Scalable Defect Detection via Traversal on Code Graph
Zhengyao Liu, Xitong Zhong, Xingjing Deng, Shuo Hong, Xiang Gao, Hailong Sun
TL;DR
This work tackles the scalability challenge of graph-based vulnerability detection in large codebases by introducing QVoG, a platform built around a compressed Code Property Graph (CPG). It combines a declarative, SQL-like DSL with a language-agnostic query engine and CodeBERT-based models to generalize vulnerability detection, particularly taint analysis. Empirical results show QVoG can process projects with >1,000,000 lines of code in roughly 15 minutes and achieves high precision/recall on Juliet CWE benchmarks, outperforming Joern and CodeQL in several scenarios. The approach yields a scalable, open-source framework for multi-language static analysis that blends graph traversal with machine learning to reduce over-specific rules and improve detection coverage.
Abstract
Detecting defects and vulnerabilities in the early stage has long been a challenge in software engineering. Static analysis, a technique that inspects code without execution, has emerged as a key strategy to address this challenge. Among recent advancements, the use of graph-based representations, particularly Code Property Graph (CPG), has gained traction due to its comprehensive depiction of code structure and semantics.

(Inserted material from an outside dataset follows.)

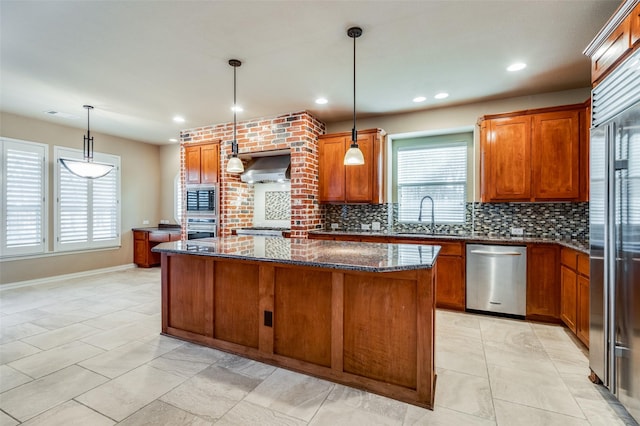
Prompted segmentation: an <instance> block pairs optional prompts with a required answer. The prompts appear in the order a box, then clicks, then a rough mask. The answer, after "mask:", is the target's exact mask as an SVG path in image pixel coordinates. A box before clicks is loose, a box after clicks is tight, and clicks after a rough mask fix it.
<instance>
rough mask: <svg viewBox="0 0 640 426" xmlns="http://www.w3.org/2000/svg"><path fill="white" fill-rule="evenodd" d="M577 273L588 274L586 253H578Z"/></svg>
mask: <svg viewBox="0 0 640 426" xmlns="http://www.w3.org/2000/svg"><path fill="white" fill-rule="evenodd" d="M578 273H580V274H582V275H584V276H586V277H588V276H589V256H587V255H586V254H579V255H578Z"/></svg>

Despite the progress, existing graph-based analysis tools still face performance and scalability issues. The main bottleneck lies in the size and complexity of CPG, which makes analyzing large codebases inefficient and memory-consuming. Also, query rules used by the current tools can be over-specific. Hence, we introduce QVoG, a graph-based static analysis platform for detecting defects and vulnerabilities. It employs a compressed CPG representation to maintain a reasonable graph size, thereby enhancing the overall query efficiency. Based on the CPG, it also offers a declarative query language to simplify the queries. Furthermore, it takes a step forward to integrate machine learning to enhance the generality of vulnerability detection. For projects consisting of 1,000,000+ lines of code, QVoG can complete analysis in approximately 15 minutes, as opposed to 19 minutes with CodeQL.